In reflection seismology, we create a source with an airgun and then use receivers to register acoustic waves (an approximation) at the surface. From these measurements, we can predict a velocity field $c=c(x)$. This can be seen in the figure below taken from a research group Karlsruhe Institute of Technology at this link.
The 2D model pictured here shows (the red, yellow, and black colorbar) shows a model of P-wave velocity. This picture shows you the geometry of material interfaces of the subsurface. However, it does not directly tell you anything directly about rock composition. Table 5.4a at this link suggests that it would be hard to tell the difference between limestone and sandstone at 30% porosity. This would make predicting a P-wave velocity field possibly less useful than a direct map of the rock type.
Motivated by the discussion above, my questions are below.
(1) Is rock type not that important and geometry all that matters for the purpose of exploration geophysics? For reservoir modeling, is knowing the rock type important?
(2) If I get a core out of just one spot and map rock type with depth, can I then infer rock type over the whole field?
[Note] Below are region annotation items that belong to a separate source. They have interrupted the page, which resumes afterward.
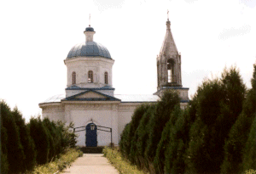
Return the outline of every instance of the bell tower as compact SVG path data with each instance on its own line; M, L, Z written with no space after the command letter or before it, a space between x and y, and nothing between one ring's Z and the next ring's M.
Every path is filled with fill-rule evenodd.
M157 61L157 92L161 96L165 90L178 91L182 100L189 100L189 88L183 87L181 74L181 54L177 52L169 18L166 21L166 33Z

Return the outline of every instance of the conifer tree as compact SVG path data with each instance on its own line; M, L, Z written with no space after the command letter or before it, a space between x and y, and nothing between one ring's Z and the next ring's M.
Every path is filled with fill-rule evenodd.
M251 80L252 88L247 92L242 111L232 126L224 144L224 160L221 173L240 173L243 171L242 155L250 127L256 112L256 65Z
M136 164L143 168L147 165L147 160L144 158L145 148L147 146L147 140L148 139L149 127L148 123L154 116L155 105L151 105L147 112L143 115L140 121L140 124L136 130L134 139L132 140L135 143L134 156Z
M36 165L36 150L34 142L30 136L30 132L22 118L21 113L15 107L12 112L15 123L20 132L20 143L25 154L25 160L23 160L22 172L26 170L32 170Z
M130 142L128 142L129 132L130 132L130 123L126 124L126 126L125 126L125 129L122 132L121 139L119 142L120 151L121 151L122 155L125 157L127 157L127 155L130 153L130 149L127 148L129 146L129 144L131 143ZM127 149L129 149L129 151Z
M218 173L220 153L215 122L221 114L224 93L218 80L207 80L198 87L196 115L189 131L187 165L190 172Z
M2 124L2 115L0 111L0 116L1 116L1 142L0 142L0 149L1 149L1 163L0 163L0 173L6 174L8 173L9 169L9 163L7 159L7 132L6 129L3 126Z
M129 153L129 160L131 163L135 163L135 151L136 151L136 137L135 137L135 132L140 124L140 121L142 120L143 115L147 112L147 110L150 108L150 105L148 104L142 104L139 106L135 111L134 114L131 117L131 121L130 123L130 132L128 134L128 142L131 142L129 144L130 147L128 148L128 151L130 149L130 153Z
M30 119L29 129L38 153L37 162L39 165L45 164L49 161L49 138L39 116Z
M46 128L48 138L49 138L49 160L51 160L55 155L55 143L58 143L58 137L56 135L55 130L51 124L51 121L48 118L43 120L43 124Z
M184 173L186 169L185 154L189 143L189 130L195 121L195 105L185 109L177 117L171 130L170 141L165 153L165 173Z
M25 154L20 143L20 133L10 108L4 101L0 102L1 120L7 133L7 159L9 173L19 173L22 171Z
M154 159L154 168L156 173L164 173L164 165L166 160L166 151L170 143L170 134L173 132L173 126L178 117L183 115L179 104L176 105L171 113L170 119L166 123L161 135L161 138L157 145L156 154ZM172 144L175 142L172 142Z
M153 162L155 156L157 144L161 138L162 131L170 119L172 111L176 105L179 105L180 98L178 93L174 91L167 91L164 93L161 100L159 101L155 108L155 115L150 121L149 138L147 142L145 158Z
M243 150L242 164L244 171L249 169L256 170L256 113Z

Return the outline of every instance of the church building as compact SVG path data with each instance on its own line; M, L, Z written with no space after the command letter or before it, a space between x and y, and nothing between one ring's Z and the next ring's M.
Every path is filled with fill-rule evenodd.
M93 39L94 28L84 31L85 41L69 51L66 93L53 96L39 104L43 118L74 123L79 146L118 145L125 125L131 121L136 108L155 103L165 90L178 91L181 108L189 102L189 88L182 86L181 55L166 21L166 34L157 56L157 92L154 94L115 94L112 67L114 60L103 45ZM113 50L114 51L114 50Z

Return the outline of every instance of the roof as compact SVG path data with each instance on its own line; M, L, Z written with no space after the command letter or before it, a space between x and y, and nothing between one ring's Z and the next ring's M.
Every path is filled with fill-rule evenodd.
M71 96L69 98L66 98L65 94L58 94L55 95L51 98L49 98L45 101L42 102L42 104L44 103L55 103L55 102L61 102L61 100L65 99L65 100L74 100L74 98L79 95L82 95L84 93L86 93L88 92L91 91L86 91L83 92L81 93ZM96 92L96 91L93 91ZM154 94L115 94L113 97L108 96L98 92L96 92L97 93L100 93L102 95L107 96L108 98L109 97L109 100L111 101L119 101L121 100L122 103L143 103L143 102L157 102L160 99L160 98L157 95ZM79 100L83 100L79 99ZM87 98L86 101L96 101L97 98ZM181 103L188 103L189 100L181 100Z
M85 28L85 31L94 31L94 29L90 26Z
M79 87L76 85L73 85L66 88L66 90L91 90L91 89L92 89L91 87ZM114 90L114 88L110 86L105 86L102 87L94 87L93 90Z
M67 59L75 57L102 57L110 59L111 55L106 47L96 42L84 42L73 46L69 51Z
M99 94L97 97L83 97L84 94L93 93ZM82 97L82 98L79 98ZM114 97L99 93L97 91L94 90L88 90L85 92L82 92L80 93L78 93L76 95L70 96L68 98L63 98L62 100L67 100L67 101L120 101L120 99L116 98Z
M173 55L177 55L177 49L171 31L171 22L169 20L166 21L166 34L165 36L165 40L160 49L160 55L164 54L166 57L172 58Z
M42 102L42 104L61 102L61 100L63 99L63 98L66 98L65 94L55 95L55 96L52 96L52 97L47 98L45 101Z
M160 99L159 96L153 94L115 94L114 97L122 103L157 102Z

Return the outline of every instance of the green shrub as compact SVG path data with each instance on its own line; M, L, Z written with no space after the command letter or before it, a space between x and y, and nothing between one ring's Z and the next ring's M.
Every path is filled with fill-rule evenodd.
M22 171L24 172L26 170L32 170L36 165L35 143L30 135L29 128L25 123L25 119L22 118L22 115L17 107L14 109L12 114L20 132L19 136L25 154L25 160L22 164Z
M1 113L0 113L1 115ZM1 142L0 142L0 149L1 149L1 163L0 163L0 173L6 174L8 173L9 163L7 159L7 132L6 129L2 125L1 119Z
M156 173L164 173L164 165L166 160L166 150L170 143L170 134L174 131L174 124L178 117L183 115L179 105L177 105L172 110L170 120L166 123L162 134L161 139L157 145L156 154L154 159L154 167ZM172 143L174 142L172 142Z
M170 141L165 152L165 172L184 173L185 154L189 143L189 129L194 122L193 106L177 116L170 133Z
M130 143L130 154L129 154L129 160L132 164L135 164L135 162L137 160L136 156L136 151L137 151L137 139L138 138L138 134L136 132L139 125L141 124L141 121L143 118L144 115L154 106L151 105L146 105L143 104L140 107L138 107L136 111L133 114L133 116L131 118L131 127L129 132L129 137L127 141L131 142ZM154 110L150 109L154 112ZM129 150L129 148L127 149Z
M38 166L32 171L28 171L26 174L60 172L70 166L71 163L81 155L83 153L78 149L67 149L60 154L60 158L45 165Z
M49 161L49 138L39 116L30 119L29 129L38 153L37 162L39 165L45 164Z
M22 171L25 160L20 132L11 109L4 101L0 102L0 109L2 126L5 128L7 134L6 147L9 173L18 173Z
M243 171L256 170L256 113L251 126L248 139L243 150Z
M144 152L147 146L147 140L148 139L149 127L148 123L154 117L155 105L151 107L143 115L140 121L140 124L135 132L134 138L132 139L133 146L131 149L134 150L134 158L136 164L140 168L145 168L147 166L147 160L144 158ZM133 152L131 152L131 154Z
M166 91L155 108L155 115L148 124L149 137L145 149L145 158L153 162L155 156L157 144L161 138L162 131L170 119L172 111L176 105L179 106L178 93L174 91Z
M103 149L104 156L106 156L112 165L123 174L143 174L144 172L139 171L136 166L133 166L127 160L124 159L121 154L117 149L112 149L105 147Z
M130 123L125 126L125 129L122 132L121 139L119 142L121 154L126 158L128 157L130 153L130 148L128 148L128 146L130 146L131 143L131 142L128 141L130 127ZM129 151L127 149L129 149Z
M224 144L224 160L221 166L222 173L242 172L242 156L250 127L256 112L256 65L251 80L253 88L247 92L241 114L232 126ZM244 154L246 155L246 154Z

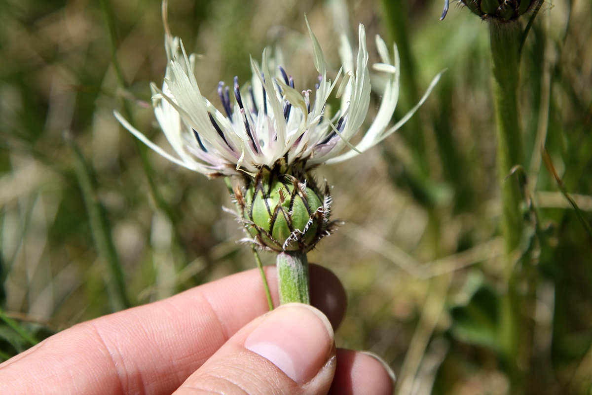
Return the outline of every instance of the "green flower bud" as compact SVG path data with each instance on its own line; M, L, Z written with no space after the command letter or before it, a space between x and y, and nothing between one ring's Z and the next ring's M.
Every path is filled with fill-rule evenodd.
M535 9L544 0L459 0L462 5L484 20L507 22ZM449 0L445 0L444 11L440 20L448 12Z
M331 197L299 166L263 167L235 197L250 240L265 249L306 252L330 234Z

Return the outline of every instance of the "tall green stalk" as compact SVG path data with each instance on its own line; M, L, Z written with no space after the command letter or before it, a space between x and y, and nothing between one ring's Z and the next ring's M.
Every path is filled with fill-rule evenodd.
M516 255L523 230L522 199L510 169L523 165L522 134L518 113L521 28L517 20L489 22L491 50L492 84L497 124L497 169L501 194L501 231L504 240L504 284L500 298L500 351L507 365L513 393L522 386L520 346L523 321L519 310L520 298L514 278Z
For example, in this image, if I saw the black part correlates with, say, limestone, can I just blindly say "okay everywhere else in this image where I see black is probably limestone" (of course, this may lead to errors but seems a reasonable approach to me)?
(3) If I am able to extract a porosity, permeability field, an S-wave velocity field, and possibly many other fields, can I infer the rock type or at least, decrease my uncertainty in predicting rock type?
(4) In light of (1)-(3), I imagine that on large projects, geophysicists give their images to people more experienced with stratigraphy and the like. What kinds of questions can geophysicists answered with reasonable confidence? What kinds of questions can stratigraphers answer with/without given images from a geophysicist?
NOTE: I identify as an applied mathematician, so feel free to over-explain any geology.